The Art of Not Breathing

THE SUPERMARKET IS COLD AND I’VE GOT MY ARMS INSIDE MY orange raincoat so that the sleeves hang lifelessly by my side. Dillon trails behind me with his hands in his pockets, looking embarrassed to be seen with us. I get an urge to do my zombie impression. Twisting at the waist, making the sleeves swish about, I stagger toward him with my mouth open and eyes rolling around in my head.

Dillon raises his eyebrows and shuffles close enough to whisper. “What are you doing? You look like you should be in a mental hospital,” he says.

“You should see yourself,” I reply, slipping my arms back into the sleeves.

“Have you forgotten why we’re here? You’re going to really piss them off.”

It’s impossible to forget. Especially because it’s my fault we have to go through this.

“Course not. But zombies don’t like miseries. If you don’t cheer up, they’ll get you.” I roll my eyes back again and hang my tongue out. As I lurch into him, a very convincing zombie-like groan escapes from my mouth.

Dillon smiles. A tiny sideways smile, but it is there.

Then my father picks up some Cadbury chocolate fingers and Mum freaks out.

“He hates those, Colin,” she says, loud enough that people turn and stare at us. I look at Dillon. He shakes his head and pretends to read a sign on the shelf behind.

“Well, he won’t have to eat them,” my father mutters.

“That’s not the point!”

When my father puts the fingers in the trolley anyway, Mum whimpers and pulls her hair, her fingers working through her curls like hungry little worms.

“Why are you being so insensitive?” she says, spitting the words out.

My father stands quietly, looking around, shaking his head. I’m not going to help him out; he is being insensitive. He steps back as Mum hurls packets of biscuits at his feet. We seem to have taken over the snacks aisle, and there’s a crowd of people at one end watching us. Two of them I recognize from school, so I hide behind a shopping trolley filled with Jaffa Cakes. I think about doing my zombie impression to distract them from my parents’ argument, but I’m stuck to the floor with shame. Dillon is still reading the sign on the shelf, but it’s obvious he’s pretending, because even from here I can see it says OUT OF STOCK in big red letters.

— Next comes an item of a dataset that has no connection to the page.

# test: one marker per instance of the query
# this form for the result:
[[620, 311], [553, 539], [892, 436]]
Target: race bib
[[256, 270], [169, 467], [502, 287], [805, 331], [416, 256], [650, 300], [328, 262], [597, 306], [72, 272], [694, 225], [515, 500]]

Mum picks up some pink wafers.

“Celia,” my father cries, jumping out of the way, “we’re going home.”

He slams the trolley against the shelf and walks off. The shelf wobbles, and packets of gingersnaps tumble into the trolley. When everyone else has run after my father, I unzip my jacket a little way and slide one of the packets inside so it sits neatly under my arm. Then I scoot to the next aisle, where the party bits are, and grab some candles. They’re the flimsy ones that go in cakes, but they’ll do. At least we’ll have something for tomorrow.

The wait is like listening to a ticking bomb. The closer the day gets, the louder the ticking; the louder the ticking, the more my parents shout; the more my parents shout, the more I want to get in a car and run my father over.

I catch up with them as they’re leaving the supermarket. Dillon walks by Dad’s side and brushes Mum away when she goes to him. He always defends my father—sucking up is the term I’d use. I don’t know why, because Dad’s so hard on him. He goes on at Dillon all the time about getting good grades and makes him sit in the kitchen and study if he gets a low mark. I get shouted at and banned from going out, but my father never actually makes me do my homework—he knows I’m a lost cause. For that, at least, I’m grateful. I start on the gingersnaps before we’ve even left the car park. No one says anything. Eventually I offer them around.

“Did you pay for those?” my father asks. In the rearview mirror I see his nostrils flare.

I shake my head.

“For Christ’s sake, Elsie. Do you want to end up in a detention center? Because you’re going the right way about it. They’ve got CCTV, you know.”

I do know this, because I’ve been dragged into a back office and shown footage of myself trying to get a packet of noodles into my back pocket. I don’t know why noodles. At the time it seemed like something that might be useful.

“You can go back and pay for them if you’re that worried.”

My father accelerates, and when we get home he grabs the packet from me and chucks it in the dustbin. Mum doesn’t defend me like she usually does. She’s distracted with everything else. With tomorrow.